I am 6’ and 230 pounds and paddle a Stratos, so I know it easily will handle the greater weight of you as compared to my tall friend. And it would be an excellent step up boat from your Manitou.

1 Like

Second the suggestion on the Dagor 14.5L Stratos. I enjoy this boat on lakes and the Salish Sea. I am 6’4”…

Also, used is the way to go. Whatever you buy might not be your “forever” boat. Getting a used model that has some level of popularity means that you can switch and experiement as needed, all for a decent “rental” price. If you buy used you can sell for a similar price and move on. Buying new might equal a value depreciation which you will feel in your wallet if you decide to try another boat…

Please, pretty please, can I say something just for the sake of humour? Absolutely not intended to offend. Context, coming from the 6’4" 300 pounder with size 14 EE barefoot, or 15 EEEE with socks,

Laughing, get a bigger boat !! I wear a canoe on long river trips, trips of between one and six weeks. I wear a 20’ canoe with a 42 inch beam. Weight, you begin with the large, 300# paddler and a near 100 # boat. Then add 2 to 3 weeks of water, 20 gallons, 180# then add tent , sleeping gear, kitchen, and food for 2 to 6 weeks. ANNNND I want it to fly shallow and light so it responds easily on the white water. Between 700 and 1,000 pounds total, 4 to 6 inches of draft max.

For whatever you want to do, afternoon paddles, day trips, long trips? Calculate your required weight, hull, person, water, gear, all of it. Then look to your square feet of shadow (water plane area formula waterline length X waterline beam X 0.66), and calculate your desired draft. Adjust length and width to arrive at required draft. That is how large a boat you want.

Laughing, get a bigger boat. Always remember a longer boat is always the faster boat (hull speed) I’d suggest 18 or 18.5 feet X 27 to 28 inch beam. 18’X27" calculates as about your minimum for ease, speed, and comfort. Personal preference, your tastes? Keep the 18 or 18.5 X any beam you feel best about.

Just my opinion.


Fewer burgers?

How many boats are the dimensions you recommend?

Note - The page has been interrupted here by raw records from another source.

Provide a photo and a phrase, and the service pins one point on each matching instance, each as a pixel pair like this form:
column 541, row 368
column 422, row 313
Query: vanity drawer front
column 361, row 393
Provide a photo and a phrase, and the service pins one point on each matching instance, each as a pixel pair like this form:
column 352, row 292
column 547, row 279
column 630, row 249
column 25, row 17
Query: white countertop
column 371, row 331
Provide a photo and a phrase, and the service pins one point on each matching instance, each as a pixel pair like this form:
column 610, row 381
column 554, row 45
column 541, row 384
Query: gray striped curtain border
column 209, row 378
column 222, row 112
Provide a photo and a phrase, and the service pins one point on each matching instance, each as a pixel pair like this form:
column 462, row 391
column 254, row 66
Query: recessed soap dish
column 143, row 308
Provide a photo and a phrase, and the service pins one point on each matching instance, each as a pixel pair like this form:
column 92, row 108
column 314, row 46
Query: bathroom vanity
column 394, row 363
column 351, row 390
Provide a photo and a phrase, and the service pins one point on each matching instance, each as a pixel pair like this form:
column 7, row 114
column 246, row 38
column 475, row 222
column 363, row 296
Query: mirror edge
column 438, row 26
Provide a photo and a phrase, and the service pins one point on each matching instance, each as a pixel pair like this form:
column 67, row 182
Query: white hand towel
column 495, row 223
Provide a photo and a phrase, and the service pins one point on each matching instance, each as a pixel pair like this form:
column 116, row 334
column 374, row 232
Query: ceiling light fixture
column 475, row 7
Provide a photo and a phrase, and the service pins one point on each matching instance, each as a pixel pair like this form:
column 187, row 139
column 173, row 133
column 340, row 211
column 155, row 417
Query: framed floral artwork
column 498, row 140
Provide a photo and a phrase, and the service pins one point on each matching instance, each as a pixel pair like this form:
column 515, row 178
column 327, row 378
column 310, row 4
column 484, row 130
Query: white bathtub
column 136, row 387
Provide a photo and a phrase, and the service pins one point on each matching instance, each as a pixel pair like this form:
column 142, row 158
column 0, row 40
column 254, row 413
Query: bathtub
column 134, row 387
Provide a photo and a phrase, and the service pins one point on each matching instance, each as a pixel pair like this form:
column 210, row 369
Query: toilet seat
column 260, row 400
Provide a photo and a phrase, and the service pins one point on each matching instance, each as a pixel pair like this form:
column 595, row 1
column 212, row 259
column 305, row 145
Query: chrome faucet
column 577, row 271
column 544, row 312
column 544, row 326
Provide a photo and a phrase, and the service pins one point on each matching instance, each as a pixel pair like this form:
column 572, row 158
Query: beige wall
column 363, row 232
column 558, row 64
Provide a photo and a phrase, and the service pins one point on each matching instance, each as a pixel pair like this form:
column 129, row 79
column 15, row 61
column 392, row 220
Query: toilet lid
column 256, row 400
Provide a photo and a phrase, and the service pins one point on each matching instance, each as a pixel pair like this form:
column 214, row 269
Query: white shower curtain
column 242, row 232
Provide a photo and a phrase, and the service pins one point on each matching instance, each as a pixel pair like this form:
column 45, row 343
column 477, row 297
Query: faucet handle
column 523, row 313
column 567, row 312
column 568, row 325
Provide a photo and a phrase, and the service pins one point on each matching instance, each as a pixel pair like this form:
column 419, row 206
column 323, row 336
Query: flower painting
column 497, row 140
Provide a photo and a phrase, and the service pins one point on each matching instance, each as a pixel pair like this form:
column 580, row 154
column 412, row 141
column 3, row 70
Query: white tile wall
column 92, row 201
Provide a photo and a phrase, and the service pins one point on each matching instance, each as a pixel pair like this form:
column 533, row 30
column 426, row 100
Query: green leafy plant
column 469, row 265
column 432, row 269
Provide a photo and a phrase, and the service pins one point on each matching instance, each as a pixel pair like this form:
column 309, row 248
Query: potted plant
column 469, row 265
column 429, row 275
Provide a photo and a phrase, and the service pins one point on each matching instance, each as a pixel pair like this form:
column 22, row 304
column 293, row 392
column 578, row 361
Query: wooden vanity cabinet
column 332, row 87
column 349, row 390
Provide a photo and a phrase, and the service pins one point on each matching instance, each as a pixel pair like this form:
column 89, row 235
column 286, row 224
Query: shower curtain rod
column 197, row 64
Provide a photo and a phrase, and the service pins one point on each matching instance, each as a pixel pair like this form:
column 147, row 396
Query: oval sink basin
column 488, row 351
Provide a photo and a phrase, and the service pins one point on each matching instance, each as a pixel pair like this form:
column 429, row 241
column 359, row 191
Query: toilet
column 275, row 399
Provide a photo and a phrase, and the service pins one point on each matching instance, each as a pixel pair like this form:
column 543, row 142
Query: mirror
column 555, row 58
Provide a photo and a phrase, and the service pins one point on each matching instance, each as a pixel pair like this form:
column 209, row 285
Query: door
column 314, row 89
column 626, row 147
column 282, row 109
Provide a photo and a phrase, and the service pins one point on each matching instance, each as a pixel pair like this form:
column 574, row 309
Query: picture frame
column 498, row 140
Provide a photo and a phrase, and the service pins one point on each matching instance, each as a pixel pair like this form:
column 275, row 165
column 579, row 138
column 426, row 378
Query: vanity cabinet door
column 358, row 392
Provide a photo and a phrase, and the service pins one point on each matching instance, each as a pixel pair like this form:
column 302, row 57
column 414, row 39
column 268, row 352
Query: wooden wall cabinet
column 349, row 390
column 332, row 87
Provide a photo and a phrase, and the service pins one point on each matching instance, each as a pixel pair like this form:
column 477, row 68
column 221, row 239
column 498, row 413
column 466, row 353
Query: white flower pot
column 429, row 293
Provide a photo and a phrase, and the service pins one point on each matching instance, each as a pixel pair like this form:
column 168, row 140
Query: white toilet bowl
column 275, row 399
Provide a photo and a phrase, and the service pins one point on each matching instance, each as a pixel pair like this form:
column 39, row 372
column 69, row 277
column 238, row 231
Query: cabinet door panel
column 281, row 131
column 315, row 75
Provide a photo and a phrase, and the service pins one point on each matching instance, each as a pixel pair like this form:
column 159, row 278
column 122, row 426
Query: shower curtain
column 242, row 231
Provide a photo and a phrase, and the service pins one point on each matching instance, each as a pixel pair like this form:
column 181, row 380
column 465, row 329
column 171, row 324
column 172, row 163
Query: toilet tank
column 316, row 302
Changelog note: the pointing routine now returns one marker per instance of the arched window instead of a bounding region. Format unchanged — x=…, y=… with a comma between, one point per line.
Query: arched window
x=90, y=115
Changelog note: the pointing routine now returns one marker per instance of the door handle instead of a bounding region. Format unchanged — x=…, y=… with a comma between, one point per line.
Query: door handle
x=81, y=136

Not Many. No different than there are few 18.5 to 20 foot canoes. (18.5 in a canoe is not rare, the maximum rated race length, most of those are unsuited for anything but racing) The basic difference is still I do not wear size 11 shoes. 15 EEEE are hard to find. But it is what fits. I have been stuck in a kayak because leg length, foot size, and the inflexibility that comes with age, required me to get parallel to the shore and simply roll the kayak onto its side, mud and water flooding in, so I could crawl sideways to get out. What gravity could put in, there was no anti-gravity to get out. I try on cars before I buy them. So then I strongly question why nearly all canoes are manufactured for 162 pound men. Or when maximum loads are rated, they do not tell you that a 17 foot canoe , with a manufacturers 1,800 pound load rating also means a 2 inch free board.

Build your own if you have to, or have built what works (I have.). And, my answer was based entirely upon the math, calculate the weights and duration involved, and then design to the 40 to 60% maximum load. No boat entering wilderness, and the sea IS always as it was 20,000 or 2 million years ago a wilderness, should be loaded much beyond that 40 to perhaps 60% of maximum load. Self rescue. I love going where there are no lights, except the sun and stars, where the silence is profound, no roads, houses, sometimes few people.

Buy a tandem and stack your gear under the forward cockpit.